Unified Software Stack for Scientific Computing

Microsoft software gives COSBI a comprehensive software stack for building and running parallel applications. Components of that stack include operating systems, runtimes, and cloud services that enable efficient and scalable parallel execution; libraries and language features that enable developers to easily express parallelism in their applications; and tools that simplify the process of developing, debugging, optimizing, deploying, and managing parallel applications.

“We’ve found Microsoft software to be very wellsuited to scientific computing,” says Dematté. “It’s great to be able to develop, debug, and run applications on a single, integrated platform.”

Ease of Development, Debugging, and Deployment

With Microsoft software, COSBI has the tools required to develop parallel applications with ease.
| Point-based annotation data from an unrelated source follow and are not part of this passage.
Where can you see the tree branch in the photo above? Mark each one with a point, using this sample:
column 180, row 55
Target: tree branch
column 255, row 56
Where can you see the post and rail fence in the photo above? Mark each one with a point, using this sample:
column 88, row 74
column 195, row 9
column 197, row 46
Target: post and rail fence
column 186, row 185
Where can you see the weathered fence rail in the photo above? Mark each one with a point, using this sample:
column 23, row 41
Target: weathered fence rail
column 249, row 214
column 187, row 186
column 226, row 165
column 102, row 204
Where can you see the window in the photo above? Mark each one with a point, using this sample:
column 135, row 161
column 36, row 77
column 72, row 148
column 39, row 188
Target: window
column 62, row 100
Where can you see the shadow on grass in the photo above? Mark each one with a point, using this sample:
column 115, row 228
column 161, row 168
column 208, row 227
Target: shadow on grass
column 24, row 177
The parallel libraries in the .NET Framework 4 are proving to be especially useful for developers like Dematté, who can now easily write parallel applications. “In the past, parallel programming required an extensive focus on low-level concepts such as thread management and race conditions,” says Dematté. “Today, with proven libraries for parallel computing a core part of the .NET Framework, we’re able to focus on the science of our work instead of how to parallelize it for better performance. New features in Visual Studio 2010 make my job even easier, providing the profiling and other tools necessary to identify bottlenecks and debug parallel code.”